I do have one criticism that has nothing to do with the food, drink, or service. That would be the frigid temperature of the bathrooms. A little heat would go a long way.

The five course tasting dinner for two with beer parings, tax, and tip was $185.

Friday, January 1, 2010

Happy New Year: Thanks Mark Slater!

Well, another year down, and we are nothing if not predictable. We enjoyed our last meal of 2009 at none other than a block away at Ray's the Steaks. I know, I know, you think there's nothing new here. But, we did have an absolutely fantastic wine --a 2006 Seabiscuit Superfecta--as well as a fabulous dessert beer-- a Belgian Kasteel Rouge. Both were the recommendation of Mark Slater, the restaurant's wine guru, who is also a proficient harpsichordist, Europhile, and an all-around delightful person.

Of course the food was excellent (once cooked), and we started with the trusty, lumpy crab bisque. I think crab bisque is maybe one of the only foods where lumpy is good. A tart but sweet (thanks to the whipped cream and graham cracker crust) key lime pie rounded out the meal.

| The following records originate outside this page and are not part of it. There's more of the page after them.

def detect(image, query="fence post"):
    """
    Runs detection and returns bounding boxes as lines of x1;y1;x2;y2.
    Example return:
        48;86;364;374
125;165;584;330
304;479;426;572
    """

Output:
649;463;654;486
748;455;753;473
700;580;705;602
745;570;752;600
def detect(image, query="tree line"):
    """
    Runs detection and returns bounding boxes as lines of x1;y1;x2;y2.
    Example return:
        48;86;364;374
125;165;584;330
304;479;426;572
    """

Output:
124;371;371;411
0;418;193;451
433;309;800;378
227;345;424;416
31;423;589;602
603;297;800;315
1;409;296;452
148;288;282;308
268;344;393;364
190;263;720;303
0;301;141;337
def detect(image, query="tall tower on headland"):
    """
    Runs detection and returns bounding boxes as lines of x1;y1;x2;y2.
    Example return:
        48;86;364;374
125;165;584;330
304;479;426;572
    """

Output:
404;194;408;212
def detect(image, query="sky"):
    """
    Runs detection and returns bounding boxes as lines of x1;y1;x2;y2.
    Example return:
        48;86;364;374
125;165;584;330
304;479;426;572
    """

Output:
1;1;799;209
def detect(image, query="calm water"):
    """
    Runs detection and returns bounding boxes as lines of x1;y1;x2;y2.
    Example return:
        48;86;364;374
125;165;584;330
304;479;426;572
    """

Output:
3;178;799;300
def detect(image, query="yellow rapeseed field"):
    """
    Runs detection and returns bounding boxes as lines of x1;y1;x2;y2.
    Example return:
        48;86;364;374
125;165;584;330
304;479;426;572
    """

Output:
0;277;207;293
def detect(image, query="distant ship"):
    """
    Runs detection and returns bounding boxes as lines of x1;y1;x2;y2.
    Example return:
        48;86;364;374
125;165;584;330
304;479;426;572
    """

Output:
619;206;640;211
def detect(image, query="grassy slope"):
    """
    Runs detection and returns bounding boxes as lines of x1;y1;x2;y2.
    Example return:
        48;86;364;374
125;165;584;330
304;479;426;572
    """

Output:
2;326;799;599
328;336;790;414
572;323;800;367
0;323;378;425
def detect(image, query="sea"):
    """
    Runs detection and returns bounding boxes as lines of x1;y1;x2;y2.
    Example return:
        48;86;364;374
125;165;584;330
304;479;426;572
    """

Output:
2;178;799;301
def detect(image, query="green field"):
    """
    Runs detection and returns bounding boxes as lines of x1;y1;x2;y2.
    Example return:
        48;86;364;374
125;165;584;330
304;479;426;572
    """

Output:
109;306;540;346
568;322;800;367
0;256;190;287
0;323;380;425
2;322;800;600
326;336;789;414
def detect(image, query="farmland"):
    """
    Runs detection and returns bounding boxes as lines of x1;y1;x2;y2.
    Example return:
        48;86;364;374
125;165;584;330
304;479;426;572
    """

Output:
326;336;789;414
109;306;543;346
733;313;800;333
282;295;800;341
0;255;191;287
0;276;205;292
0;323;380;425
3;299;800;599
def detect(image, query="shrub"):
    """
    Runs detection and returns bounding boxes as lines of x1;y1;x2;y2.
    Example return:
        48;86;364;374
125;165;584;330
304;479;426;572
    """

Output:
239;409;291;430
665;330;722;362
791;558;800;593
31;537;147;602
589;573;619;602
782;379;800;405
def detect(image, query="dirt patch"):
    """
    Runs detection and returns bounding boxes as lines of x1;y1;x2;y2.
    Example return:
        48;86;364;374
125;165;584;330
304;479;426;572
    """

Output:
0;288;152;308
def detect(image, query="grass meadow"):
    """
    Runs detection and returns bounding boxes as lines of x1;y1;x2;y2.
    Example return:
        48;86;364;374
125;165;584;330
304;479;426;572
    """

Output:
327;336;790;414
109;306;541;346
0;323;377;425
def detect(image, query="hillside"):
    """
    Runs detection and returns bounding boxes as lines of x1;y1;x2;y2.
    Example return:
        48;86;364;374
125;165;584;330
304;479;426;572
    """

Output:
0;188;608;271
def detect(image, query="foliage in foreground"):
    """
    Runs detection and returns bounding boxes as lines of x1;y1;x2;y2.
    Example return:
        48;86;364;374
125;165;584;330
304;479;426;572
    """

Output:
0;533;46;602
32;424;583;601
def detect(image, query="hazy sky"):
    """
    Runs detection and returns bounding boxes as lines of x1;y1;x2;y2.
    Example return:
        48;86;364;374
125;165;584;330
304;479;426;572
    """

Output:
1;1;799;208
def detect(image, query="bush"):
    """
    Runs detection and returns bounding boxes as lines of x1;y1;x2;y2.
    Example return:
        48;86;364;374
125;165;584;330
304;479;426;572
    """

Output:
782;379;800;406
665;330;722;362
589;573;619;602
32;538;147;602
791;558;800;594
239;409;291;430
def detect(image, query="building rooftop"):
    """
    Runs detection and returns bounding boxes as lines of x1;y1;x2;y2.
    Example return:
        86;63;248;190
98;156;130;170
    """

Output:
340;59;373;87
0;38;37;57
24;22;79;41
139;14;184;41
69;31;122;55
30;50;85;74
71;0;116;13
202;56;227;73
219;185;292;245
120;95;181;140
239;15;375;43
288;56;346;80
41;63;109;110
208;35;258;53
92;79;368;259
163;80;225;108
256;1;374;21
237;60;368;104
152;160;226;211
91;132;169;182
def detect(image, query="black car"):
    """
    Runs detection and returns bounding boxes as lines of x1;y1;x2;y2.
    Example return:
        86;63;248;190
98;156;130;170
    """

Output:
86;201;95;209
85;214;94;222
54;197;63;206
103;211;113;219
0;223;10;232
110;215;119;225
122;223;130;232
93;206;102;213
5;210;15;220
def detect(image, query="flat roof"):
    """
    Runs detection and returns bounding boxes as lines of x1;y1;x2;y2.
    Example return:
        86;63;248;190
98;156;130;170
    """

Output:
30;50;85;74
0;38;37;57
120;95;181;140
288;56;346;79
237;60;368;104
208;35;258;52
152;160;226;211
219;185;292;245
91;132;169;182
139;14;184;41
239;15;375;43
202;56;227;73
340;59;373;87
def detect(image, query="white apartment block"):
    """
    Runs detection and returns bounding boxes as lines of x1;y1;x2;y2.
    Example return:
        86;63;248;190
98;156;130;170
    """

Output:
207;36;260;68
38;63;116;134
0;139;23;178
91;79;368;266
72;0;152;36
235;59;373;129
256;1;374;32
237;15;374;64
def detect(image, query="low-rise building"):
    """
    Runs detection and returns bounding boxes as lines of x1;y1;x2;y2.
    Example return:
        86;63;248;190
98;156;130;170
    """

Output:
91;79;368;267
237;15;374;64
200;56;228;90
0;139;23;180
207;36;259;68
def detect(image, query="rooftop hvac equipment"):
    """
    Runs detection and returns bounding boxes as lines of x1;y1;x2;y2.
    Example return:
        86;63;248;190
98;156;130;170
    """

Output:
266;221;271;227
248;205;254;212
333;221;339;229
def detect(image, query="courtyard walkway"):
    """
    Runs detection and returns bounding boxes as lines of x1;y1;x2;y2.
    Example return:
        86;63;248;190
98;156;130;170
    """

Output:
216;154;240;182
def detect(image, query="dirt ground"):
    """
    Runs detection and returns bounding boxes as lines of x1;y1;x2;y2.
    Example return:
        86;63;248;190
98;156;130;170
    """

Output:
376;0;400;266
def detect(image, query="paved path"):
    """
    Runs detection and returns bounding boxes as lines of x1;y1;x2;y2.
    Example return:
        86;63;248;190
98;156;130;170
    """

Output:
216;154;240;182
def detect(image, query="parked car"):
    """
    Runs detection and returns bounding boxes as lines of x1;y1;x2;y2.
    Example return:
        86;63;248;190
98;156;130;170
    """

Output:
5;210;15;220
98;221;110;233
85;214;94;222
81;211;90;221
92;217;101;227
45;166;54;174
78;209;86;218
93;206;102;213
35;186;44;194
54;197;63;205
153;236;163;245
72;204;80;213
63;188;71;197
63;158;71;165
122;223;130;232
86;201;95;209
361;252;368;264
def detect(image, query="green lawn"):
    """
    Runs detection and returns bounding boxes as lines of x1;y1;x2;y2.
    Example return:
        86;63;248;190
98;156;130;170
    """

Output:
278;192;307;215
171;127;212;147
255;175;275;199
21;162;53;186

My one issue that seems to recur at Ray's is the cooking of the steak to order. I am a medium-well girl (yes, I know this is sacrilegious to all carnivores), but don't bring me a steak five minutes later and claim it is cooked as such. The first version was rare and the second medium-well. Now I also understand tonight is New Year's Eve a.k.a. amateur night, but, please. The service, as always, was quick to address the problem (I think they'd rather err on the side of undercooked rather than overcooked, given the ease of reheating such good meat), and we continued on our way with a great meal and a fantastic end to an equally fantastic year.